Adam reached the foot of the escalator and strode away. His legs felt weak, his vision wavered, his skin tingled with goose bumps. Howards talking about the things he had seen could have been fluke or coincidence. Now, here was someone else saying the same things. Here, for Adam, was confirmation.
He knew the street person was following him; he could hear the shuffle of her disintegrating shoes. A hand fell on his shoulder. The sleeve of her old coat ended frayed and torn and bloodied, as if something had bitten it and dragged her by the arm.
“I said, I saw. You want to talk about it? You want me to tell you what you’re doing? You lucky fuck.”
Adam turned around and tried to stare the woman down, but he could not. She had nothing to lose, and so she held no fear. “Just leave me alone,” he said instead. “I don’t know what you’re on about. I’ll call the police if you don’t leave me alone.”
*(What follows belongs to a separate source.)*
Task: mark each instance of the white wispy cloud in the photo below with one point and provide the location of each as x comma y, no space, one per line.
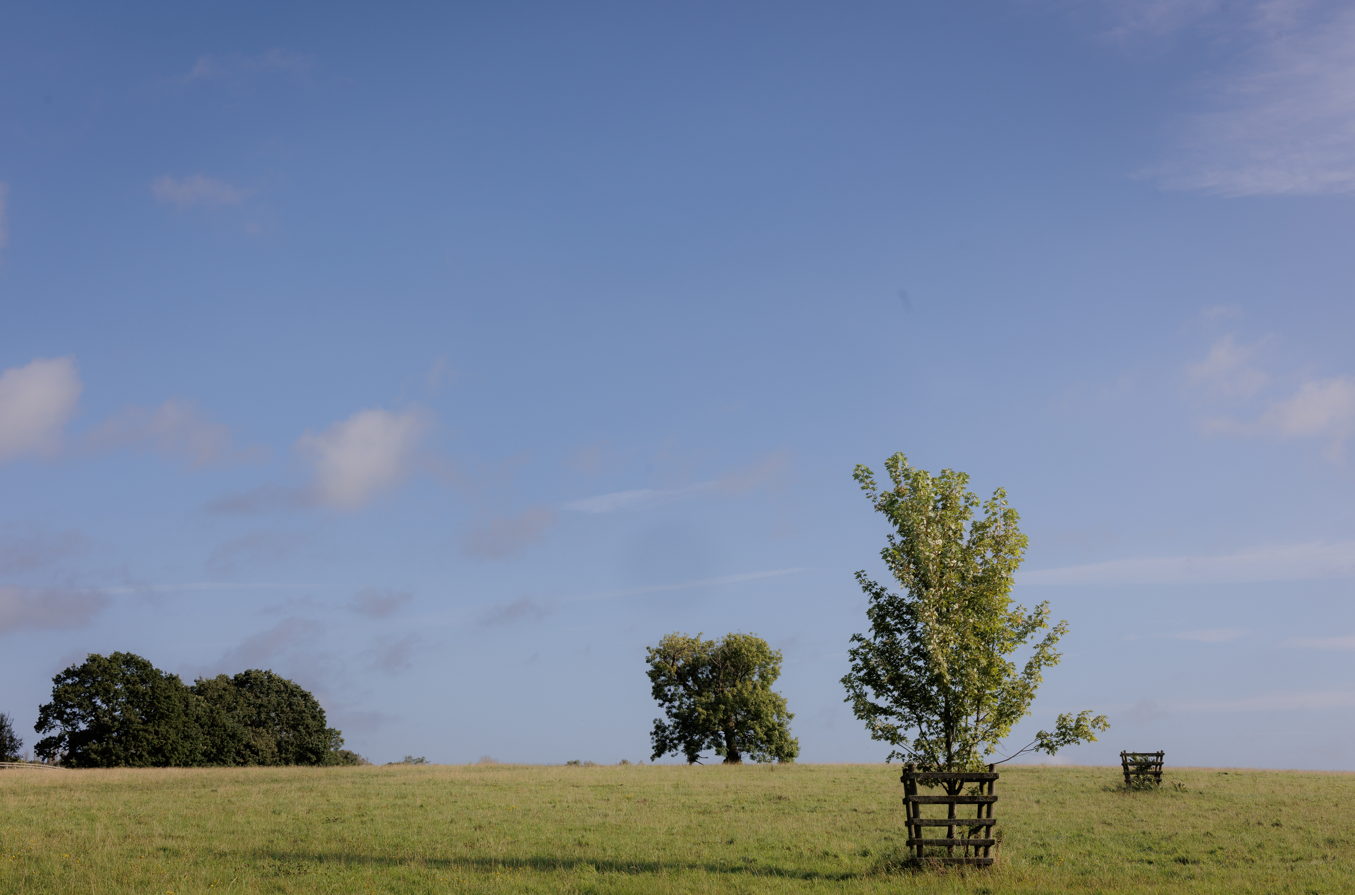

The woman smiled, a black-toothed grimace that split her face in two and squeezed a vile, pinkish pus from cracks in her lips. “You know what they did to me? Huh? You want to hear? I’ll tell you that first, and then I’ll let you know what they’ll do to you.”
Adam turned and fled. There was nothing else to do. People moved out of his way, but none of them seemed willing to help. As confused and doubtful as he was about Amaranth, he still thought: Where are you now? But maybe they were still watching. Maybe this was all part of their sport.
“They took me from my family,” the woman continued. “I was fucking my husband when they came, we were conceiving, it was the time my son was conceived. They said they saved me, but I never knew what from. And they took me away, showed me what was to become of me. And you know what?”
“Leave me alone!” Adam did not mean to shout, but he was unable to prevent the note of panic in his voice. Still, none of his fellow travelers came to his aid. Most looked away. Some watched, fascinated. But none of them intervened.